The wire fence is to be covered with sheeting to block visibility from one part of the playground to the other.
The nursery schools are in the Kiryat Yovel neighbourhood of Jerusalem, an area that has seen a growing ultra-orthodox population in recent years, to the dismay of many local secular Jews.
The secular kindergarten, Pashosh, opened in September with the aim of attracting more secular families to the area. But ultra-orthodox parents have complained that the female staff of Pashosh are immodestly dressed and that they do not want their children mixing with children from a non-religious background.
"They don't want to see us because of the way we dress," said Mika Lavi, a teacher at Pashosh, who was wearing trousers and a close-fitting, long-sleeved jumper. In warm weather, she said, her arms were usually exposed.
"I cried when I saw the fence. These children are very small. I had hoped that we could live in peace together. If we separate the children at such an early age how will they learn to live together?"
Pashosh has about 10 children aged under two. The ultra-orthodox nursery school has about 20 boys and 20 girls, in separate rooms with separate entrances, aged three to four. Staff at the ultra-orthodox kindergarten declined to speak to the Guardian.
One ultra-orthodox parent, picking up her daughter, said she was saddened by the fence but reluctantly accepted its necessity. "I don't want my children to see immodest women," said the mother, who did not want to give her name.
"I spoke to one of the teachers at the other school and asked her to think about how she dressed for the sake of good relations.
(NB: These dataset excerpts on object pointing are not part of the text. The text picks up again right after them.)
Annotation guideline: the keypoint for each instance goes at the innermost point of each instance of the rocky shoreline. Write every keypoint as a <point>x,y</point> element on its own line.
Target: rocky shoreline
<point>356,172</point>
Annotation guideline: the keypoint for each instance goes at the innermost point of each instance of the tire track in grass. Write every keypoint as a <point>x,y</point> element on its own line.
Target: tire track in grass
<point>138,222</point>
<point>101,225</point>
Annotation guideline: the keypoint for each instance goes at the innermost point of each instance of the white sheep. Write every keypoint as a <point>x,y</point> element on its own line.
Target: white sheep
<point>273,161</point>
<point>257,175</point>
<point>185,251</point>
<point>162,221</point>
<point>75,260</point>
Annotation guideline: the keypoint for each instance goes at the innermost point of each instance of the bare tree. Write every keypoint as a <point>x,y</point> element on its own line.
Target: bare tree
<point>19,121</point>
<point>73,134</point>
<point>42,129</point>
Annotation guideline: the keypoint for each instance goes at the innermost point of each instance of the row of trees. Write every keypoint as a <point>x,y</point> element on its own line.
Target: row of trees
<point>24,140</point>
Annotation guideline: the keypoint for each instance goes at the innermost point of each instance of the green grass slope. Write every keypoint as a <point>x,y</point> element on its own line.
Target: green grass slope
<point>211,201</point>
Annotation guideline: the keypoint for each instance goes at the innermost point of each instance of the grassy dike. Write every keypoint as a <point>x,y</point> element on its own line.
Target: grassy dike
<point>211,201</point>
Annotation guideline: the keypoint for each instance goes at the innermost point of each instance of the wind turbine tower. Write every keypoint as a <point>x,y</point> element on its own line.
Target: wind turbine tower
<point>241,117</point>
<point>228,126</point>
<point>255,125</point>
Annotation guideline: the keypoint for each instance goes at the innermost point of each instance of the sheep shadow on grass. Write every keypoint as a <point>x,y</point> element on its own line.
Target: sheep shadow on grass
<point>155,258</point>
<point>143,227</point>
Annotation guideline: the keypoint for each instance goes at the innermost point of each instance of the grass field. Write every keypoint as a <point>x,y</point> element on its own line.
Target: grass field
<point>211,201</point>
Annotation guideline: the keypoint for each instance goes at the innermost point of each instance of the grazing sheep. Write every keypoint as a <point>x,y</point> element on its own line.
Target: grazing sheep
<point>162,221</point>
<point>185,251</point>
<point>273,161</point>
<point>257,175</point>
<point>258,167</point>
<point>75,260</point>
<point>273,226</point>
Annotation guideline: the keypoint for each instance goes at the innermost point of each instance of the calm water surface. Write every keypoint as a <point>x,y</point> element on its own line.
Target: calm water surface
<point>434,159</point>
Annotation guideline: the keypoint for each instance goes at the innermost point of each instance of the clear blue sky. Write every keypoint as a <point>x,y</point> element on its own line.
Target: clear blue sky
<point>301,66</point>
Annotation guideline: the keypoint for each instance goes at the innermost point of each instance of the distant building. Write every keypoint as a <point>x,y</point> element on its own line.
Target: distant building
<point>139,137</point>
She wasn't interested in seeing our point of view – she said: 'Don't tell me how to dress; I am free to dress how I please.'"
The mother said parents who had lobbied the Jerusalem officials to erect the fence were mostly recent immigrants to Israel from Europe who were uncompromising in their religious beliefs. "This is now the face of Israel, the way we are, even Jewish communities are divided," she said.
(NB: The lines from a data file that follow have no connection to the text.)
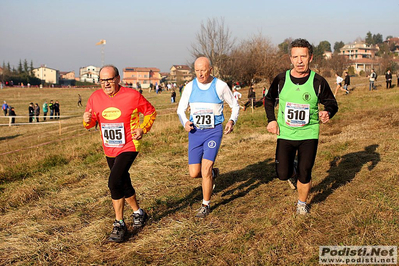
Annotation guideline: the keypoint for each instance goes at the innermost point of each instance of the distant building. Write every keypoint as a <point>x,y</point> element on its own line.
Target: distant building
<point>141,75</point>
<point>393,44</point>
<point>47,75</point>
<point>67,78</point>
<point>364,64</point>
<point>358,50</point>
<point>180,74</point>
<point>327,55</point>
<point>89,74</point>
The Jerusalem city authority declined to answer questions about the fence but issued a statement saying that "with the aim of meeting the needs of all of the neighbourhood's pupils, both secular and ultra-orthodox, the [municipality] decided to divide the existing building ... The fence will be built as part of a wider perspective that provides for the quite different needs of the community as a whole."